By Monica Heger
Researchers from Harvard University and the University of Melbourne have used candidate gene-prediction algorithms combined with targeted sequencing on the Illumina Genome Analyzer to identify novel causal mutations in the mitochondrial disease human complex I deficiency, a respiratory disorder that cause skeletal muscle myopathy, cardiomyopathy, hypotonia, and other clinical manifestations.
In the study, published this week in Nature Genetics, the researchers sequenced 103 candidate genes in a cohort of 103 cases and 42 controls. In 60 of the cases, there had not been a molecular diagnosis, and the researchers were able to uncover the molecular cause in 13 of those cases, including identifying two previously unreported causal mutations. In total, the team identified 47 unique mutations in 20 different genes that appear to be associated with the disease.
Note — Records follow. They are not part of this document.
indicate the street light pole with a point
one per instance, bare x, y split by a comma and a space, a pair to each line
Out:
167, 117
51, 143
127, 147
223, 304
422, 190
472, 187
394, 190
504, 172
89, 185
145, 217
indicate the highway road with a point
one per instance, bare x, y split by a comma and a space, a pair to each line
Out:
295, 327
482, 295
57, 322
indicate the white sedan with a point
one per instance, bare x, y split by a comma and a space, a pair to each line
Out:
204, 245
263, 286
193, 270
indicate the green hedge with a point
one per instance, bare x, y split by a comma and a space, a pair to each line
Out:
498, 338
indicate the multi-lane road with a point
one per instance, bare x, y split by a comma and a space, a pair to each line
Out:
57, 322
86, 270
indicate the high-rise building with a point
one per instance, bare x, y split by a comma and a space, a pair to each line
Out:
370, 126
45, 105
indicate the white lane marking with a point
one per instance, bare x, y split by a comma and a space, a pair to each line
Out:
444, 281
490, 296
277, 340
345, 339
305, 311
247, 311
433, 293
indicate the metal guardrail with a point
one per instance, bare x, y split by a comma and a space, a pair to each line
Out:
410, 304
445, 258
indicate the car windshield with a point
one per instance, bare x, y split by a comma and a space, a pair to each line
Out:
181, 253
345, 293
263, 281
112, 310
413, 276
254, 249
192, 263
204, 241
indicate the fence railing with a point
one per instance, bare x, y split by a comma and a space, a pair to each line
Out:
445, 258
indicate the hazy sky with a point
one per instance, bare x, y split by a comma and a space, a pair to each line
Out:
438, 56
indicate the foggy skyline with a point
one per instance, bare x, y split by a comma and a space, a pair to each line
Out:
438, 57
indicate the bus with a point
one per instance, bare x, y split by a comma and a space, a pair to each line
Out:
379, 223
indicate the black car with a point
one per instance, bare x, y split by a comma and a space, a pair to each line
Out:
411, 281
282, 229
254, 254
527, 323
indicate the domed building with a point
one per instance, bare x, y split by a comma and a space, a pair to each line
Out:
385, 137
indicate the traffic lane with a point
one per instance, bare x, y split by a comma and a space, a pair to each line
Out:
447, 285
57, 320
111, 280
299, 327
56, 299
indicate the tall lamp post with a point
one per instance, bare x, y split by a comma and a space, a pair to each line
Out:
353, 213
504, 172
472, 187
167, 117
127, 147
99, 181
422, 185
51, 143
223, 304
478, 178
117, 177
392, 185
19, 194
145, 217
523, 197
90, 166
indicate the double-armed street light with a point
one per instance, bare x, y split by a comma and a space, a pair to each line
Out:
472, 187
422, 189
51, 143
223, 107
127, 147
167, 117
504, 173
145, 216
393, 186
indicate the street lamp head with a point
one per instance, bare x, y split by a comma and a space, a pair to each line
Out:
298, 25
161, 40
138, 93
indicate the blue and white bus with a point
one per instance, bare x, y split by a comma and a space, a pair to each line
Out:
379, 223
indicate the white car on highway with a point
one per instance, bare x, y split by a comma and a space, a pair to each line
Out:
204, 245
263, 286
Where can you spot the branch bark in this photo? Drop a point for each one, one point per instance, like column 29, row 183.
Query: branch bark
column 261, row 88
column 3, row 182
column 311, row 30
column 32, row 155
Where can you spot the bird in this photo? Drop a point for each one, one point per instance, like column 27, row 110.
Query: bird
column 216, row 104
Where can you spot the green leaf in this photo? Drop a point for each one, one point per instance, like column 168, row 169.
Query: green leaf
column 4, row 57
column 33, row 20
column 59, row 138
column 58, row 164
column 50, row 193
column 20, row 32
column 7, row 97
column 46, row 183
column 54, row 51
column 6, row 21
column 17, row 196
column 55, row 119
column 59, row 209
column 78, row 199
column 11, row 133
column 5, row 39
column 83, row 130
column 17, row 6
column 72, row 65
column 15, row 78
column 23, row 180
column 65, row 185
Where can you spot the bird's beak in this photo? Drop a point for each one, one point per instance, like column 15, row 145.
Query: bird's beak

The researchers said the method could be a good way to identify causal mutations for complex diseases because it enables the sequencing of many different genes in larger cohorts, without being prohibitively expensive.
“I think approaches like this will be popular in the next few years for certain groups of disease, such as heart disease, mental retardation, neurological disease, and cancer,” said David Thorburn, head of mitochondrial research at Murdoch Childrens Research Institute in Melbourne and a senior author of the study.
Those diseases have a strong genetic component, but typically involve hundreds of genes — unlike Mendelian diseases, for which whole-genome and whole-exome sequencing have worked well to find causal mutations by sequencing only a small number of related individuals (IS 3/16/2010 and 9/29/2009).
In the Nature Genetics study, the researchers first identified 103 genes they wanted to target. They began with 45 genetic subunits known to be involved in the enzymatic activity of the human complex I, said Vamsi Mootha, an associate professor of systems biology at Harvard Medical School and senior author of the paper. “We then used a phylogenetic strategy to identify additional assembly factors,” he said. The team looked at the evolutionary history of complex I, comparing organisms that have the complex to those that don’t, to determine which other genes are likely to be involved in the disease.
They then combined the DNA into five different pools for the cases and two pools for the HapMap controls, and performed PCR amplification reactions to capture the 103 genes, which comprised 145 kilobases of sequence. The resulting amplicons were then sequenced on the Illumina GA with 76-base single-end reads, to an average 168-fold coverage per individual.
Mootha said that since doing the experiment, there have been a number of technology developments that make the protocol easier and more accurate. For instance, the team is now using custom designed reagents on Agilent’s SureSelect platform instead of PCR amplification for target enrichment. Also, in the current study, the team did not barcode its samples before pooling, so after they did variant calling, they had to go back and match the variants to the individual.
The team called 898 single nucleotide variants and indels. They then filtered out variants present in healthy individuals, synonymous variants, non-coding variants that were not associated with splice sites or tRNA, and missense variants at sites with low evolutionary conservation. That narrowed the list down to around 200 variants, and the team then validated 151 likely deleterious variants.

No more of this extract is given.